Eukaryotic Cell Cycle

• Highly regulated by proteins.
• Cells should only divide when needed and capable.
• Checkpoints ensure proper division.

Cancer

• Definition: Uncontrolled, harmful cell growth.
• Causes: Failures in cell cycle control proteins.

Causes of Faulty Proteins

• Mutations in DNA causing defective proteins.
• Mutations from unrepaired DNA damage.

Proto-oncogenes and Oncogenes

• Proto-oncogenes: Normal genes involved in cell cycle.
• Oncogenes: Mutated proto-oncogenes that cause cancer.

Tumor Suppressor Genes/Proteins

• Prevent mutations and suppress tumor formation.
• p53: Key protein in DNA repair and apoptosis.
  • Patrols for DNA damage.
  • Can repair damage or trigger apoptosis if damage is irreparable.

Importance of p53

• Mutations in p53 can lead to cancer.
• p53 mutation present in about 50% of cancers.
• Redundancy and backup systems exist, but failure in key areas like p53 gene can lead to accumulation of oncogenes.

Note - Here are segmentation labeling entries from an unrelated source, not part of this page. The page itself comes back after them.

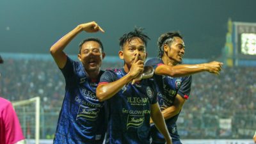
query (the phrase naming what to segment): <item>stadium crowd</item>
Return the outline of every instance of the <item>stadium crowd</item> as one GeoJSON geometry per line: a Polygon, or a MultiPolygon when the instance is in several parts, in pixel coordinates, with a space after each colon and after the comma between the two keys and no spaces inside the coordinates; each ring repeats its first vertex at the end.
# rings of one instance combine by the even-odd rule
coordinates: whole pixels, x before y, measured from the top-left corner
{"type": "MultiPolygon", "coordinates": [[[[102,65],[111,68],[123,63],[102,65]]],[[[45,120],[57,122],[65,92],[59,70],[51,59],[7,58],[0,68],[0,95],[10,101],[40,96],[44,117],[55,115],[45,120]]],[[[220,76],[193,75],[191,93],[178,119],[182,138],[250,138],[244,131],[256,127],[255,71],[256,67],[224,67],[220,76]],[[232,131],[221,129],[219,118],[231,118],[232,131]]],[[[52,125],[45,133],[55,129],[52,125]]]]}

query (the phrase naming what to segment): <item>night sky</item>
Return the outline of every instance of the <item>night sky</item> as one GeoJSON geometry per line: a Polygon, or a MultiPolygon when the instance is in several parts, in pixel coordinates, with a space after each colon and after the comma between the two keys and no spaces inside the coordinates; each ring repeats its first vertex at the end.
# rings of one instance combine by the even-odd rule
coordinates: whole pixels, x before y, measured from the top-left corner
{"type": "Polygon", "coordinates": [[[96,21],[105,33],[81,33],[65,49],[78,52],[86,37],[101,38],[107,56],[117,56],[118,38],[134,26],[151,40],[147,51],[157,56],[163,33],[179,31],[186,58],[216,58],[225,45],[227,22],[256,22],[255,0],[1,0],[0,54],[49,54],[50,47],[79,24],[96,21]]]}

Chapter 11: Sexual Reproduction and Meiosis

Sexual Reproduction Overview

• Increases genetic diversity compared to asexual reproduction.
• Zygote Formation: Sperm (1n) + Egg (1n) = Zygote (2n).

Diploid and Haploid Cells

• Diploid (2n): Two copies of each chromosome.
• Haploid (1n): One copy of each chromosome.

Meiosis

• Process to create haploid cells from diploid germ cells.
• Consists of two rounds of division (Meiosis I and II).

Meiosis I

• Prophase I: Chromosomes condense, tetrads form via synapsis.
• Tetrad Formation: Homologous chromosomes pair up.
• Crossover: Exchange of genetic material increases variation.
• Metaphase I: Tetrads align randomly at the cell equator.
• Anaphase I: Tetrads are pulled apart, but sister chromatids remain together.
• Telophase I and Cytokinesis: Cells divide, resulting in haploid cells with replicated DNA.

Meiosis II

• Similar to mitosis.
• Sister chromatids are separated.
• Results in four haploid cells (gametes).

Importance of Meiosis

• Generates genetic variation through crossover and random assortment.
• Essential for sexual reproduction.

Summary of Meiosis

• Interphase followed by two rounds of division.
• Each division results in cells that reduce chromosome number.
• End result is four genetically diverse haploid cells.

Visual Aids Suggested

• Draw or refer to diagrams illustrating differences between mitosis and meiosis.
• Use colored markers to differentiate homologous chromosomes and sister chromatids.

These notes summarize the critical concepts of cell reproduction, the basis of cancer development, and the mechanisms of sexual reproduction through meiosis. Understanding these processes is crucial for comprehending how genetic information is passed and how abnormalities can lead to diseases like cancer.